Today, many financial institutions like Credit Unions and VSLAs (Village Savings and Loan Associations) continue that tradition—meeting weekly, saving in small amounts, lending to each other, and sharing out at the end of the year. But they’re often trapped in a world that values only one form of capital: cash.
It’s time VSLAs liberated themselves from that dependency.
VSLAs Have Many More Resources Than Just Money
What if a group member could borrow not just cash—but food, a day’s labor, or school tutoring?
What if a loan could be a promise to deliver firewood next week, or to provide child care during planting season?
What if VSLAs could loan and borrow everything that communities already have in abundance—their time, skills, services, and goods?
This is not just a dream. It’s what has always happened in the past - and integrating both cash as a resource among many other is already happening, through Commitment Pooling.
Lending Commitments, Not Just Cash
Commitment Pooling transforms the VSLA loan fund into a digital vault—accessible by mobile phone, tracked on the blockchain, and filled not just with currency (stable coins), but with vouchers. Each voucher is a commitment issued by a member: a promise to provide a specific good or service, (usually) valued in local currency.
A tomato farmer might issue 2,000 KES worth of tomato vouchers. A tailor might issue 1,500 KES worth of sewing vouchers. These vouchers are given credit limits and allowed to be deposited into the pool, just like savings.

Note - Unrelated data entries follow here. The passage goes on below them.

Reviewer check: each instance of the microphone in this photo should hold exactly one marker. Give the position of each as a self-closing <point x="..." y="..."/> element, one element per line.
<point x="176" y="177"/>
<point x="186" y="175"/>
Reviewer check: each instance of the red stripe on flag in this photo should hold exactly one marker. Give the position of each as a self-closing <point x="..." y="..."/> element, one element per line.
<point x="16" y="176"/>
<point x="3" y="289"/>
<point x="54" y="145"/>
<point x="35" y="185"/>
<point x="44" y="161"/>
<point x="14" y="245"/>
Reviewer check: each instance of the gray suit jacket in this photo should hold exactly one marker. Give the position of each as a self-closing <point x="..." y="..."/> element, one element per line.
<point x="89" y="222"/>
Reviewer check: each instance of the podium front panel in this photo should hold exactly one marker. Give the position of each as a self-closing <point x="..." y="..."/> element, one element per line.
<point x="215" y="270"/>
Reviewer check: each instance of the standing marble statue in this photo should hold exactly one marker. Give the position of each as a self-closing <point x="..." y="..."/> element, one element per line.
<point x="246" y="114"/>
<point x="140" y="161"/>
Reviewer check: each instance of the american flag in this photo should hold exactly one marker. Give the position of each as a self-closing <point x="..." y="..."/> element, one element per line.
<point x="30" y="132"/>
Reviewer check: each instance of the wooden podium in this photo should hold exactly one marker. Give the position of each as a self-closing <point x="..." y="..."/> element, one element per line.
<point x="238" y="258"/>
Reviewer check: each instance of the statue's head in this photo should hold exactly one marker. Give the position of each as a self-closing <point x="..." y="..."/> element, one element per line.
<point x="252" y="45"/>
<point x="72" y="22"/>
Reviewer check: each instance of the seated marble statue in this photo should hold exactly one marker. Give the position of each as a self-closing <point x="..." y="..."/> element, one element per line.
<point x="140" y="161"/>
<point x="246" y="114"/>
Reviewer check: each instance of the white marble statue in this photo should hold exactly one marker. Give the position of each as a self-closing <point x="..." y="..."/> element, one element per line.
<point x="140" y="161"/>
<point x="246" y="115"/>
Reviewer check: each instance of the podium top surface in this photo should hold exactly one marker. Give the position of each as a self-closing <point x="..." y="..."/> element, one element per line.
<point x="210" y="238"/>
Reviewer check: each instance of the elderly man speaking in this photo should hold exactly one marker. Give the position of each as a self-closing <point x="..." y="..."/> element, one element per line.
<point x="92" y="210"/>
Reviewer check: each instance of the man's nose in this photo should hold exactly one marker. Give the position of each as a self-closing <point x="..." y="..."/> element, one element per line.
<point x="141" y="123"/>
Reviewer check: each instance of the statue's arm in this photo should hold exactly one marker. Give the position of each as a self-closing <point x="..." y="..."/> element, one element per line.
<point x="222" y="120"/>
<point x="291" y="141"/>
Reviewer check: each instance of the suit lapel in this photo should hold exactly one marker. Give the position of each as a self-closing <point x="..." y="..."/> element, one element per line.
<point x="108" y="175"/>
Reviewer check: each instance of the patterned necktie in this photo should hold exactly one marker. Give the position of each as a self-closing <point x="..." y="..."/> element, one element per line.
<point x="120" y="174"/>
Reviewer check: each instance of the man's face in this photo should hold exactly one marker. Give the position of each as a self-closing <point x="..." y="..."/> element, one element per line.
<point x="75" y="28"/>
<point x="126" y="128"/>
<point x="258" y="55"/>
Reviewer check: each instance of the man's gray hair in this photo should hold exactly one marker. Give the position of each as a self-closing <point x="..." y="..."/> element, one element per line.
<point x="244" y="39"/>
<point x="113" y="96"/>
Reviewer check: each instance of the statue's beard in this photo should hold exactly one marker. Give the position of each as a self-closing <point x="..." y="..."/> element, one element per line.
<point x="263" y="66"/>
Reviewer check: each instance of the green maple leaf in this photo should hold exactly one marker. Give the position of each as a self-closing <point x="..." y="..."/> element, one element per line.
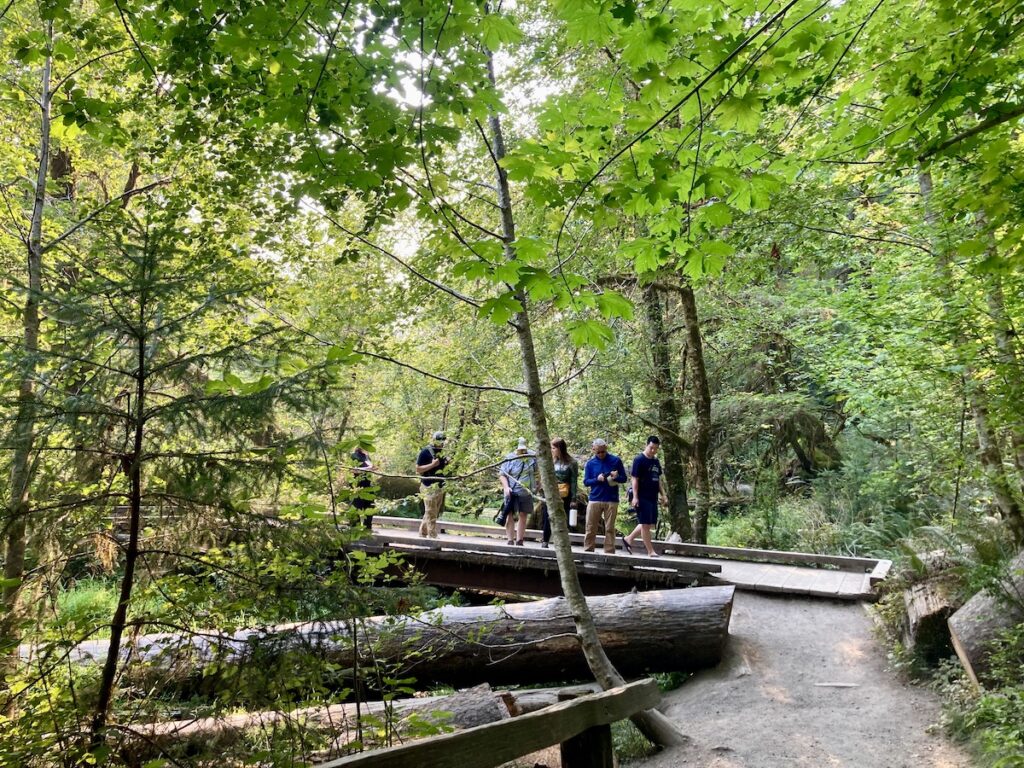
<point x="740" y="113"/>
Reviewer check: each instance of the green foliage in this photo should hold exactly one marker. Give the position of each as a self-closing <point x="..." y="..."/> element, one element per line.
<point x="629" y="743"/>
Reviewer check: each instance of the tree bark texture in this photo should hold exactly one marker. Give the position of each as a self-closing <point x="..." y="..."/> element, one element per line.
<point x="676" y="452"/>
<point x="651" y="723"/>
<point x="465" y="709"/>
<point x="534" y="642"/>
<point x="15" y="526"/>
<point x="133" y="464"/>
<point x="979" y="622"/>
<point x="701" y="413"/>
<point x="988" y="448"/>
<point x="929" y="605"/>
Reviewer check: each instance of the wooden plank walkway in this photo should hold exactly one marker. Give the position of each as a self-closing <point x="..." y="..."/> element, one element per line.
<point x="679" y="564"/>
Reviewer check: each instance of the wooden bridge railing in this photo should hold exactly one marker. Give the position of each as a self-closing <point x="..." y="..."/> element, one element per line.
<point x="582" y="726"/>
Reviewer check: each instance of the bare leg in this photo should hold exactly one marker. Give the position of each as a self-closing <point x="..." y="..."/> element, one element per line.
<point x="645" y="536"/>
<point x="634" y="534"/>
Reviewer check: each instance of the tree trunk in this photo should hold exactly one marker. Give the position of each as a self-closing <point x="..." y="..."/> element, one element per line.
<point x="929" y="605"/>
<point x="519" y="643"/>
<point x="212" y="734"/>
<point x="1009" y="356"/>
<point x="988" y="448"/>
<point x="975" y="626"/>
<point x="133" y="467"/>
<point x="651" y="723"/>
<point x="23" y="439"/>
<point x="701" y="413"/>
<point x="676" y="451"/>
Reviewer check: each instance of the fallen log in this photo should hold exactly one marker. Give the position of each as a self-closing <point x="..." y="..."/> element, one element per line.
<point x="929" y="605"/>
<point x="535" y="642"/>
<point x="980" y="621"/>
<point x="466" y="709"/>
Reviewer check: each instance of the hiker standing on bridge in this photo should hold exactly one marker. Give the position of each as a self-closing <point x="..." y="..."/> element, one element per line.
<point x="363" y="501"/>
<point x="567" y="474"/>
<point x="517" y="474"/>
<point x="647" y="489"/>
<point x="429" y="465"/>
<point x="603" y="474"/>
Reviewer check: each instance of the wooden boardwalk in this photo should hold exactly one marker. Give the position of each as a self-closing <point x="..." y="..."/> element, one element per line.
<point x="465" y="554"/>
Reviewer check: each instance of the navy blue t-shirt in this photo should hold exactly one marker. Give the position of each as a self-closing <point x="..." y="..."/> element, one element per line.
<point x="426" y="457"/>
<point x="648" y="474"/>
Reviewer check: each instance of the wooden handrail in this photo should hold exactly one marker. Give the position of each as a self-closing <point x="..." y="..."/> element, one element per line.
<point x="857" y="564"/>
<point x="495" y="743"/>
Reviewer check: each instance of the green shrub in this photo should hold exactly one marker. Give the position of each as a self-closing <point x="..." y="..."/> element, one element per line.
<point x="84" y="606"/>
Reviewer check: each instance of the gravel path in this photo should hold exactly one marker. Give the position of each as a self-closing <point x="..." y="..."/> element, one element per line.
<point x="805" y="684"/>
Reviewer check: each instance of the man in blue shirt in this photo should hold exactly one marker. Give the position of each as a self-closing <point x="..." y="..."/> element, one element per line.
<point x="429" y="465"/>
<point x="603" y="474"/>
<point x="648" y="487"/>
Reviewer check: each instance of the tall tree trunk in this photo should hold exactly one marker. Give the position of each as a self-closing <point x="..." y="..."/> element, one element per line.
<point x="676" y="451"/>
<point x="15" y="524"/>
<point x="1007" y="350"/>
<point x="133" y="466"/>
<point x="701" y="413"/>
<point x="988" y="446"/>
<point x="652" y="723"/>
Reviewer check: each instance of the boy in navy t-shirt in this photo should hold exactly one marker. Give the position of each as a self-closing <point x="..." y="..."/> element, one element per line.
<point x="648" y="488"/>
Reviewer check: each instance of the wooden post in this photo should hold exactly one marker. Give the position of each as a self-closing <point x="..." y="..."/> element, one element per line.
<point x="592" y="749"/>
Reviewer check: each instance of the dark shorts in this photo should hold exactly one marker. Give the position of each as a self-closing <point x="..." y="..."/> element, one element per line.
<point x="646" y="512"/>
<point x="521" y="503"/>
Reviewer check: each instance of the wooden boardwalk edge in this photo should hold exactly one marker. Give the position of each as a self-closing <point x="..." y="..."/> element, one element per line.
<point x="495" y="743"/>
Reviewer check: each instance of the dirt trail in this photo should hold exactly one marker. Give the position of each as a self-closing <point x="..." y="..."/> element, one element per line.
<point x="804" y="684"/>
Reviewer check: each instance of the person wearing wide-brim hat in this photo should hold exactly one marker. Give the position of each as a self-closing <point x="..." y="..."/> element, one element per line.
<point x="429" y="466"/>
<point x="518" y="477"/>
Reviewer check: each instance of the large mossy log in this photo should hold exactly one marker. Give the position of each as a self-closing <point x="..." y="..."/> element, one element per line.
<point x="535" y="642"/>
<point x="208" y="735"/>
<point x="465" y="709"/>
<point x="929" y="605"/>
<point x="980" y="621"/>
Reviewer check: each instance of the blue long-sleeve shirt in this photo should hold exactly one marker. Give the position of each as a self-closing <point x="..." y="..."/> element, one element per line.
<point x="604" y="492"/>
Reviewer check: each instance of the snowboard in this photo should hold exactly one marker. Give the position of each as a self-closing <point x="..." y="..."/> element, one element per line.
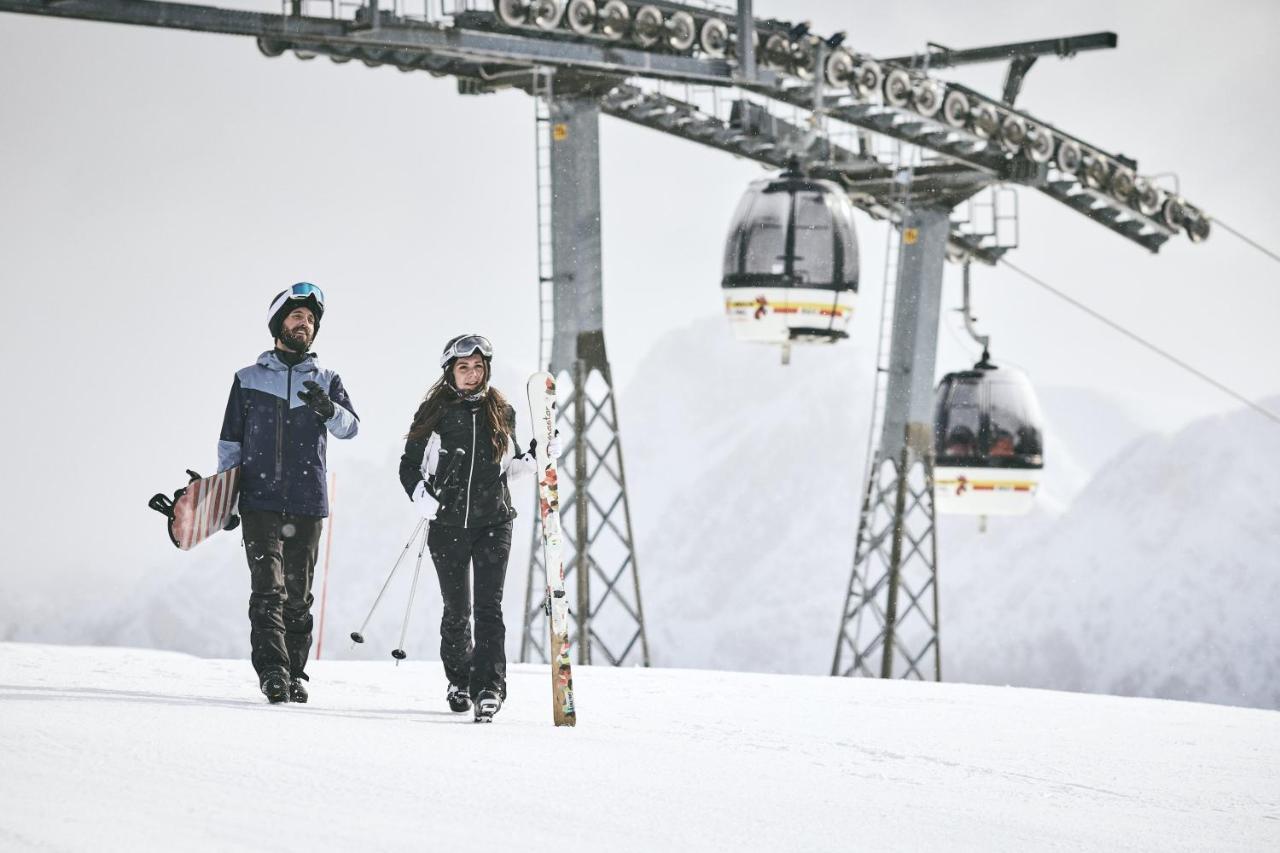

Borrowing and Lending: And when a member needs something, they swap their own voucher into the pool and take out something else: another voucher, or even stablecoins like cUSD if they are in the pool. Their vouchers in the pool signify their debt to the community and also are a type of collateral - because they can be used for committed goods and services.
This is lending that mirrors the way our ancestors shared resources:
Not by liquidating value, but by circulating trust.
Backed by the Blockchain, Rooted in Tradition
All of this happens transparently on open source platforms like Sarafu.Network—where swaps, limits, and debts are chosen by a community and enforced by code. The governance, rules, and relationships still follow the familiar community - VSLA model:
10–25 trusted members
Weekly meetings
Shared constitution
Social funds for emergencies
Elected stewards and transparent reporting
No one needs to handle cash.
No one can falsify the records.
But everyone participates.
When Cash Is Needed: Strategic Liquidity via Certification
Let’s be clear—cash still matters. School fees, hospital visits, and market transactions often require it.
That’s why we’re building bridges between local commitments and national currencies.
By tracking how VSLAs circulate value—redeeming vouchers, organizing labor, or completing environmental projects—we generate credible impact reports. These can then be certified through partners (like EcoCerts for agroforestry, or Humanitarian Standards certifications for aid delivery), creating eligibility for liquidity injections:
Donors or governments can match commitments with cash (stablecoins).
Buyers can pre-finance future produce (Swapping national currency for vouchers like gift cards).
NGOs can issue results-based payments for verified community outcomes.
In this way, local value creation becomes the collateral for external cash—not the other way around.
The Next Step for VSLAs
We’ve seen VSLAs survive famine, pandemics, and economic collapse—not because of what’s in their cash box, but because of what’s in their hearts: solidarity, ingenuity, and mutual commitment.
By integrating Commitment Pooling, VSLAs progress into multi-capital mutual credit systems, capable of:
Lending labor, goods, services, and stablecoins
Responding instantly to local emergencies
Attracting investment through proof of action
They become decentralized banks of trust—independent of external approval, but interoperable with global finance.
The future of lending is not just about cash.
It’s about unleashing the full range of what a community can offer.
Circulating trust ... this is the key, allowing ourselves to trust not simply the 'commitment pool' itself, but each other. Trust is not only a key ingredient to success - but it is key to our moving forward in an alternative way, to distrusting each other, looking sideways, casual racism etc ... trust is perhaps the first deep breath we have to take in order to step forward.